An Open Letter to the Client Who Didn’t Want to Breastfeed,
This story is a long time coming, because at the time I was a newly trained doula. I was only in your apartment two minutes for an interview, your toddler enjoying her nap, when you looked at me with worry, and said “I don’t want to try to breastfeed this baby. Is that OK?”
I’m sure the pause that followed was perceived as me struggling to answer, but in truth it was my mind reeling (selfishly, with unknowing) on my own journey, my own struggle of breastfeeding, the things that inspired me to do the work I was doing now, here. You didn’t know my goal was to one day become an IBCLC, that breastfeeding defined my birth journey. Nor did I want to give you a blanket statement. So I leaned towards you, met your eyes intently, and said what was in my heart, “Of course. It’s your decision.”
But the look on your face was unsettled . . .
So, perhaps too quickly, my mind racing ahead of my better judgement, I asked “Have people told you that’s not OK?” It came out incredulous; it was probably too much. And you cried. You told me of the multitude of providers and doulas you had interviewed, who all immediately tried to encourage you otherwise. You knew they meant well, but because of your own awful experience with your first child it was heartbreaking for you.
I never asked you why you didn’t want to, it honestly didn’t matter.
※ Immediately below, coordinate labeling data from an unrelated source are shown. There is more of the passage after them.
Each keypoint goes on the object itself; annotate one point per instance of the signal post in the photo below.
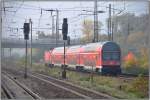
(64, 32)
(26, 29)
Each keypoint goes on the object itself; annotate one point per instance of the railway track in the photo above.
(12, 89)
(81, 92)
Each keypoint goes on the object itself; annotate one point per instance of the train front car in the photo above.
(110, 58)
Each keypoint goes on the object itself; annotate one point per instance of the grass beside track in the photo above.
(116, 87)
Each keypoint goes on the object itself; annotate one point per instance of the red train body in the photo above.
(103, 56)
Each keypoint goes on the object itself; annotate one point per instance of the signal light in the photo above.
(65, 29)
(26, 30)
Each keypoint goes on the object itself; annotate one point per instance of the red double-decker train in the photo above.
(103, 57)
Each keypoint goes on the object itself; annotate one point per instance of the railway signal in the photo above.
(65, 29)
(26, 30)
(64, 32)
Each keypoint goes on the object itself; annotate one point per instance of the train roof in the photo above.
(106, 45)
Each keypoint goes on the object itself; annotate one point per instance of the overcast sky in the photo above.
(70, 10)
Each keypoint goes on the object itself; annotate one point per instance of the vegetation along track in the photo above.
(15, 90)
(79, 91)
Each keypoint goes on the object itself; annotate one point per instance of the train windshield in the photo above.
(111, 56)
(111, 51)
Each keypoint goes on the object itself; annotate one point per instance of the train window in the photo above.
(111, 56)
(106, 56)
(115, 56)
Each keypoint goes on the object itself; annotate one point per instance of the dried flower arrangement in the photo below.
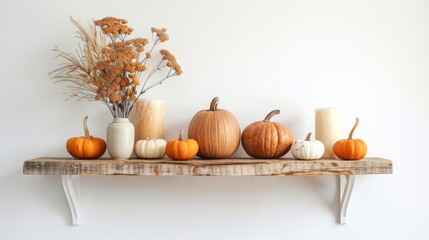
(107, 65)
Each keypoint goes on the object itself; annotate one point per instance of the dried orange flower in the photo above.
(111, 70)
(160, 33)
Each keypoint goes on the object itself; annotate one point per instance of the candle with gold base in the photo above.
(328, 129)
(147, 116)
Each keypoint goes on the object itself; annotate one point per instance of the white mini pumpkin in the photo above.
(307, 149)
(150, 148)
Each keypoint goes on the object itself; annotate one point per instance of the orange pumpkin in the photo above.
(216, 130)
(265, 139)
(350, 149)
(87, 147)
(181, 149)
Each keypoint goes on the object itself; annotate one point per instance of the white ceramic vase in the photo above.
(120, 138)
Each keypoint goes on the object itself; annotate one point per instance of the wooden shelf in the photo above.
(71, 170)
(199, 167)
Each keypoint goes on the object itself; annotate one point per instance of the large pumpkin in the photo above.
(265, 139)
(87, 147)
(350, 149)
(216, 130)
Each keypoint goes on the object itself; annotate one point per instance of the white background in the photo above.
(370, 58)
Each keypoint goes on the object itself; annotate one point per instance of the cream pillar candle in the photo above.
(147, 116)
(328, 129)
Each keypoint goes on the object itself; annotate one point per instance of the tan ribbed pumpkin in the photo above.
(265, 139)
(216, 130)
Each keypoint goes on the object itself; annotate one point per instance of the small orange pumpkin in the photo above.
(181, 149)
(350, 149)
(87, 147)
(265, 139)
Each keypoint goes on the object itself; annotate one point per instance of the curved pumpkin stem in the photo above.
(353, 129)
(308, 137)
(271, 114)
(181, 135)
(213, 104)
(85, 126)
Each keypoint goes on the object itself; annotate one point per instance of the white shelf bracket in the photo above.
(71, 184)
(346, 188)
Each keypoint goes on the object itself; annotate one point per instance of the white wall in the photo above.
(368, 57)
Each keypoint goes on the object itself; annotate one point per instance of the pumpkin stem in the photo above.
(213, 104)
(85, 126)
(181, 135)
(353, 129)
(271, 114)
(308, 137)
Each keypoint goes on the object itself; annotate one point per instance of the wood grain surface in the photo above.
(203, 167)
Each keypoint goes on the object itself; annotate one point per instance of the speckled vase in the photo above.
(120, 138)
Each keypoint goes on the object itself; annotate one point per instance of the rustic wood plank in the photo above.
(199, 167)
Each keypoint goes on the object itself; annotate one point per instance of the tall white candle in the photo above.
(147, 116)
(328, 129)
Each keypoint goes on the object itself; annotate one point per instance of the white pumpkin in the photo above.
(150, 148)
(307, 149)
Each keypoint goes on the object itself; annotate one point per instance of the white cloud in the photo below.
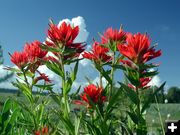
(156, 81)
(78, 21)
(96, 81)
(85, 68)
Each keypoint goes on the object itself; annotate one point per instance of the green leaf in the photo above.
(130, 93)
(25, 90)
(149, 100)
(74, 73)
(149, 74)
(45, 86)
(77, 124)
(119, 67)
(134, 117)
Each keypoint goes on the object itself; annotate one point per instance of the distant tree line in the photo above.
(172, 95)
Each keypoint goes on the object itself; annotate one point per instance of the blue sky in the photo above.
(27, 20)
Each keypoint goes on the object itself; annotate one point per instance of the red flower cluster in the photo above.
(34, 51)
(94, 93)
(113, 35)
(98, 54)
(20, 59)
(137, 49)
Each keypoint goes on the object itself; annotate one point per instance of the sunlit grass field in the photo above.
(168, 111)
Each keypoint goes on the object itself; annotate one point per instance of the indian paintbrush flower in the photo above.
(94, 93)
(137, 49)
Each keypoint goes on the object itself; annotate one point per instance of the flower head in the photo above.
(42, 77)
(20, 59)
(45, 130)
(34, 51)
(138, 48)
(99, 53)
(94, 93)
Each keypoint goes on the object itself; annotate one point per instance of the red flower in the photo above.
(45, 130)
(37, 133)
(64, 34)
(20, 59)
(94, 93)
(138, 48)
(114, 35)
(42, 77)
(99, 53)
(144, 82)
(34, 51)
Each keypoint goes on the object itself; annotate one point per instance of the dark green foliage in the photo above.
(173, 95)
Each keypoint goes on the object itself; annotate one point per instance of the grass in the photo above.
(152, 117)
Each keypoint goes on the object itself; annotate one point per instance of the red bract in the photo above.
(94, 93)
(42, 77)
(37, 133)
(114, 35)
(20, 59)
(98, 54)
(34, 51)
(64, 34)
(138, 48)
(144, 82)
(45, 130)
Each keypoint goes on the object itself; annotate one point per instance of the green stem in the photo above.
(66, 104)
(112, 75)
(100, 78)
In those moments, we switched from interviewer and birth professional to two moms, two women, devastated at a loss so simple – that of people respecting your decisions about your own body.
After hiring me, you went on to have such an incredible experience, and honestly, I can’t remember when it was that you told me of your reasons: a botched breast reduction as a young women in Europe, a complete restructuring of the breast, giving birth in another country years later where they said breastfeeding would be no problem, watching your baby lose weight for weeks as you pumped, and fed, and struggled, bouts of masitis as the milk was unable to leave your breast. It sounded horrific. It sounded like a physical barrier to breastfeeding.
But those reasons aren’t what mattered. They are irrelevant against a backdrop of personal experience, a loss of enjoying those weeks with your first newborn, the fear of not feeding the baby you loved, and of course, the judgement you already knew you’d face with this pregnancy.
To self: Exhale.
I see your face sometimes, in my work now.
It inspires me to remember that what you were truly asking for was real support – the kind that doesn’t ask why’s, or look for justifications. The kind of support that says – “OK. You’ve made a decision for you, OK.”
I see it when a lactation client calls and says she just can’t anymore, or when writing a care plan for a client, I’m reminded to make it realistic. I see when women feel guiltly for a choice they know is better for their family, but is one they already know they’ll be judged for.
So I just wanted to write you, and tell you thank you.
Thank you for such a wonderful lesson. Thank you for sharing your birth with me. Thank you for the years of photographs of your girls, who also remind me that one day they’ll need support too. Real support, the kind that doesn’t ask why’s or look for justifications.
The kind of support that says – “OK. You’ve made a decision for you, OK.”